Interestingly, in their newly reported studies, McAndrews and colleagues found that expression of these proteins in treatment-naïve human tumor samples correlated with patient outcomes. Increased expression of αSMA was associated with significantly improved overall survival (OS), whereas elevated FAP levels were associated with significantly decreased OS.
Using novel mouse models, the researchers next demonstrated that FAP+ and αSMA+ CAFs play distinct and opposing roles in the tumor microenvironment. Loss of FAP+ cells suppressed tumor progression and improved OS, suggesting that these cells act to promote tumor development. Conversely, loss of αSMA+ fibroblasts resulted in more aggressive tumors and shorter OS, indicating that these cells work to block pancreatic cancer progression.

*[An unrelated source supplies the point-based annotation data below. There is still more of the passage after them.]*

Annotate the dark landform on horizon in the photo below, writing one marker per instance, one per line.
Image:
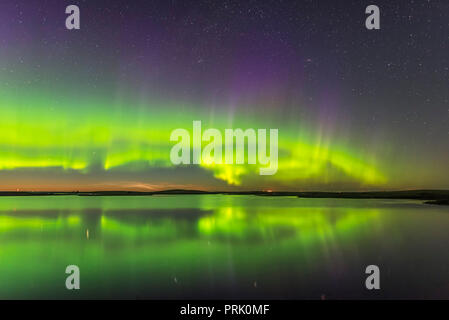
(433, 196)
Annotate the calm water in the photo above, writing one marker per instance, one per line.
(217, 246)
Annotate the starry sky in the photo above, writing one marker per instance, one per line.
(93, 109)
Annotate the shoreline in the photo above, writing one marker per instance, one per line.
(439, 197)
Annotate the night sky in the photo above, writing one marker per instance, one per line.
(93, 109)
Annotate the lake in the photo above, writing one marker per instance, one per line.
(221, 246)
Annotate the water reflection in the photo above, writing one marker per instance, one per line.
(208, 246)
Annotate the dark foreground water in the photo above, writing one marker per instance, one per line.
(214, 246)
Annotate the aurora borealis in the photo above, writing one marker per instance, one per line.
(93, 109)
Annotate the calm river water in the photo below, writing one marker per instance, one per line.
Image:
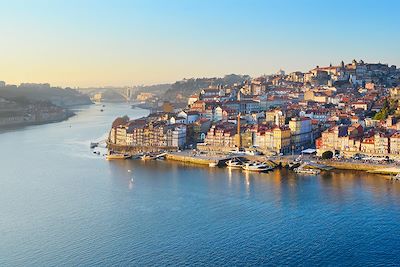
(62, 205)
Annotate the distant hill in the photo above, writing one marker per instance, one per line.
(44, 92)
(187, 87)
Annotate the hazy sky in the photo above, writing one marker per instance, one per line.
(115, 42)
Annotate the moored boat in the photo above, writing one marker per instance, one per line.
(234, 164)
(212, 164)
(307, 171)
(113, 155)
(256, 167)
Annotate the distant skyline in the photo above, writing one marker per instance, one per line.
(102, 43)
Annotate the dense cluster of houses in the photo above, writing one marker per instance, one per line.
(330, 108)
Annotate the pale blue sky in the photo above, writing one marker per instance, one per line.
(115, 42)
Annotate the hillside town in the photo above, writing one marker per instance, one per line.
(348, 109)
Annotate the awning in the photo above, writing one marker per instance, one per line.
(309, 151)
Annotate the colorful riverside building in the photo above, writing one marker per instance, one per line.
(274, 139)
(348, 140)
(146, 134)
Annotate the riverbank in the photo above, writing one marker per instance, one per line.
(188, 156)
(21, 124)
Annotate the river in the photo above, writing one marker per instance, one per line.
(60, 204)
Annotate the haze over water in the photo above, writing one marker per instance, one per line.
(62, 205)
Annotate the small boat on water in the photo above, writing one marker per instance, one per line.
(256, 167)
(112, 156)
(395, 178)
(307, 171)
(212, 164)
(293, 164)
(146, 157)
(234, 164)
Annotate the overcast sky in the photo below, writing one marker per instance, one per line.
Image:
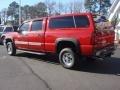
(5, 3)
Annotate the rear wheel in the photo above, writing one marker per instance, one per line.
(2, 40)
(11, 49)
(68, 58)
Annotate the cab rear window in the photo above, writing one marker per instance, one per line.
(62, 22)
(82, 21)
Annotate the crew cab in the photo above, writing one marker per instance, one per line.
(70, 36)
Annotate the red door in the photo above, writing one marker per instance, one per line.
(36, 36)
(21, 40)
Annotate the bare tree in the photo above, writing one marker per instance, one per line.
(75, 6)
(50, 7)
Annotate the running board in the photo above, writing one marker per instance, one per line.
(32, 52)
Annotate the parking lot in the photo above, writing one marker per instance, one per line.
(43, 72)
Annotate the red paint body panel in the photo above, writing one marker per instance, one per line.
(88, 38)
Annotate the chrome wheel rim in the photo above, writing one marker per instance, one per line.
(9, 49)
(68, 59)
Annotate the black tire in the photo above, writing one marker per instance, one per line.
(11, 49)
(68, 58)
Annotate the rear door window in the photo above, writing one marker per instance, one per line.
(82, 21)
(62, 22)
(37, 25)
(24, 26)
(1, 29)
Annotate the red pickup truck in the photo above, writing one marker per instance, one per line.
(69, 36)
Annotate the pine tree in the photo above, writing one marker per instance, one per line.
(97, 6)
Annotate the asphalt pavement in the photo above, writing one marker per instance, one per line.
(43, 72)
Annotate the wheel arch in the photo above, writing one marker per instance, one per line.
(67, 42)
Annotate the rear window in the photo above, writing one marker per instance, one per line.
(82, 21)
(62, 22)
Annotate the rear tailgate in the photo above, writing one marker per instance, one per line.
(104, 38)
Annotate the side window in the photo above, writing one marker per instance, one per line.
(37, 25)
(8, 29)
(24, 26)
(82, 21)
(62, 22)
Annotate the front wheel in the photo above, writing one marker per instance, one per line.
(68, 58)
(11, 50)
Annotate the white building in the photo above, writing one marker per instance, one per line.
(114, 13)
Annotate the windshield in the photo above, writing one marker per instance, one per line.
(1, 29)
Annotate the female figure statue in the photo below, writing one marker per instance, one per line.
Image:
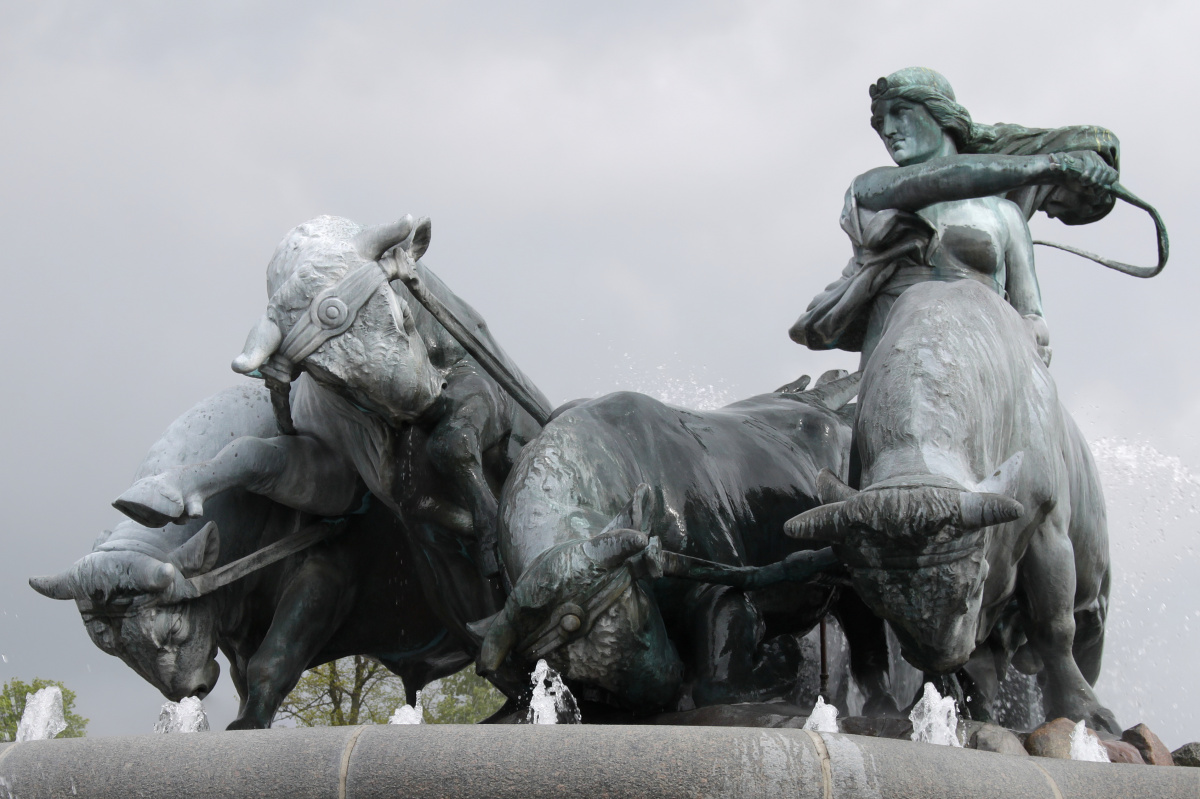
(957, 407)
(953, 208)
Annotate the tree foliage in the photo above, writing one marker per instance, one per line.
(12, 704)
(360, 690)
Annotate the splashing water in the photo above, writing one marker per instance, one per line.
(552, 702)
(935, 720)
(42, 718)
(186, 715)
(1086, 746)
(823, 718)
(407, 714)
(1153, 508)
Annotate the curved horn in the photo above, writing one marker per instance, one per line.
(498, 642)
(835, 394)
(610, 550)
(376, 240)
(825, 523)
(55, 587)
(262, 342)
(832, 490)
(100, 575)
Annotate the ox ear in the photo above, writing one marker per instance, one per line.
(833, 392)
(199, 553)
(1003, 480)
(421, 235)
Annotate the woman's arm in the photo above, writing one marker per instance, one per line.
(966, 176)
(1021, 280)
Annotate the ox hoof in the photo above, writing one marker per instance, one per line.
(151, 503)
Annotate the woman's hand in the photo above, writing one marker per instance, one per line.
(1084, 169)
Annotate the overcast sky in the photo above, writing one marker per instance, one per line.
(639, 196)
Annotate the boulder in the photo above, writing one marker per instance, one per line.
(991, 738)
(1122, 752)
(1187, 755)
(1051, 739)
(1151, 748)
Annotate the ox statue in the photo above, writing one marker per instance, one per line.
(388, 401)
(689, 592)
(165, 600)
(981, 523)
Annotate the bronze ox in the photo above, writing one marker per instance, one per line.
(689, 592)
(981, 526)
(144, 596)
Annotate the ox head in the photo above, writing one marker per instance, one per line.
(917, 551)
(585, 608)
(133, 601)
(334, 313)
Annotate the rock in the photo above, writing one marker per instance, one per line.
(1122, 752)
(1151, 748)
(993, 738)
(1187, 755)
(1051, 739)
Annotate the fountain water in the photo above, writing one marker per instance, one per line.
(1086, 746)
(407, 714)
(551, 702)
(186, 715)
(42, 718)
(935, 720)
(823, 718)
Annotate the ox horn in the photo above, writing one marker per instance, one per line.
(373, 241)
(832, 490)
(837, 392)
(610, 550)
(262, 342)
(498, 642)
(825, 523)
(96, 577)
(55, 586)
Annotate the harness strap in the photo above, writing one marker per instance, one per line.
(289, 545)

Loss of FAP+ vs. αSMA+ cells was associated with distinct gene expression changes in the tumor, resulting in altered regulation of various cancer-associated pathways and different accumulation of immune cells in the tumor microenvironment. “Interestingly, FAP+ CAF depletion was associated with upregulation of largely distinct pathways related to protein processing, proteolysis, fibrinogen and blood coagulation, cell junctions, endopeptidase inhibitor activity, and pancreatic secretion, potentially reflecting the improved histology in FAP+ CAF-depleted tumors,” they reported. “In αSMA+ CAF-depleted tumors, gene expression changes were associated with pathways related to epithelial migration, cell proliferation, cytokine production, inflammatory responses, as well as T and B cell-related immunity.”
To clarify the distinct roles of FAP+ and αSMA+ cells, the research team analyzed secreted proteins that may affect the tumor and surrounding cells. The immune signaling protein interleukin 6 (IL-6) is produced by both classes of CAFs. Loss of IL-6 in αSMA+ cells, but not FAP+ cells, improved responses to chemotherapy and immunotherapy with significantly improved OS. “Our study reveals the complexity of CAF biology in PDAC, specifically the different CAF roles in natural progression of the disease and how their function(s) impacts therapeutic intervention,” the authors noted.
The results highlight the heterogeneous roles of these different classes of CAFs, explained senior author Raghu Kalluri, MD, PhD, professor and chair of Cancer Biology. “This is a new discovery that helps move the field forward, with a new appreciation of the biology of pancreatic cancer and possible strategies for therapeutic interventions,” Kalluri said. “Our next steps are to identify therapies that can target the tumor promoting fibroblasts while sparing the sum beneficial responses of our body in its effort to fight cancer.”
The authors further concluded, “collectively our studies show that targeting FAP+ CAFs emerges as a viable strategy to achieve inhibition of PDAC.” They suggested that FAP directed-CAR T cell therapy might be one effective strategy, which has previously been demonstrated. “Targeting chemokines that are selectively secreted by FAP+ CAFs might be a viable strategy also,” they noted. “Strategies to increase the number of SMA+ CAFs can represent another strategy to control PDAC.”